Google displays offensive stereotype as the main definition of ‘Jew’

Google searches for the word “Jew” on Tuesday showed an offensive stereotype as the primary definition of the word.

Search results displayed that the meaning of “Jew” was “to bargain with someone in a miserly or petty way,” the Jerusalem Post first reported.

When clicking on “translations and more definitions,” the origin of the verb was said to be a 19th-century reference to how Jewish people lend and trade money. 

The search result, which Google derived from data at Oxford Languages, had the definition listed as offensive. 

Underneath that was the noun for “Jew,” which said “a member of the people and cultural community whose traditional religion is Judaism and who trace their origins through the ancient Hebrew people of Israel to Abraham.” 
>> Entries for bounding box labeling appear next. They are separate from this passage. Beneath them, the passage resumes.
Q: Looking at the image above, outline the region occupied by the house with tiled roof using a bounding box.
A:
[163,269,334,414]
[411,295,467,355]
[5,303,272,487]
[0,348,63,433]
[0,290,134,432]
That is now the primary definition of the word. The offensive stereotype was removed sometime Tuesday afternoon, but not before it was called out by Jewish organizations such as StopAntisemitism. 

Danny Sullivan, Google’s Search Liaison, apologized when replying to tweets that either mentioned the definition or had articles covering it.

“Our apologies. Google licenses definitions from third-party dictionary experts. We only display offensive definitions by default if they are the main meaning of a term,” Mr. Sullivan wrote on multiple Twitter threads. “As this is not the case here, we have blocked this & passed along feedback to the partner for further review.”

The Simon Wiesenthal Center, a Jewish human rights organization, said in a statement to Fox News Digital that Google should clear up how this happened.

“This does not appear to be an error but a manipulation to present anti-Semitic definition as [the] main use of [the] word,” the statement said. “Google owes [an] explanation of who did this and why.”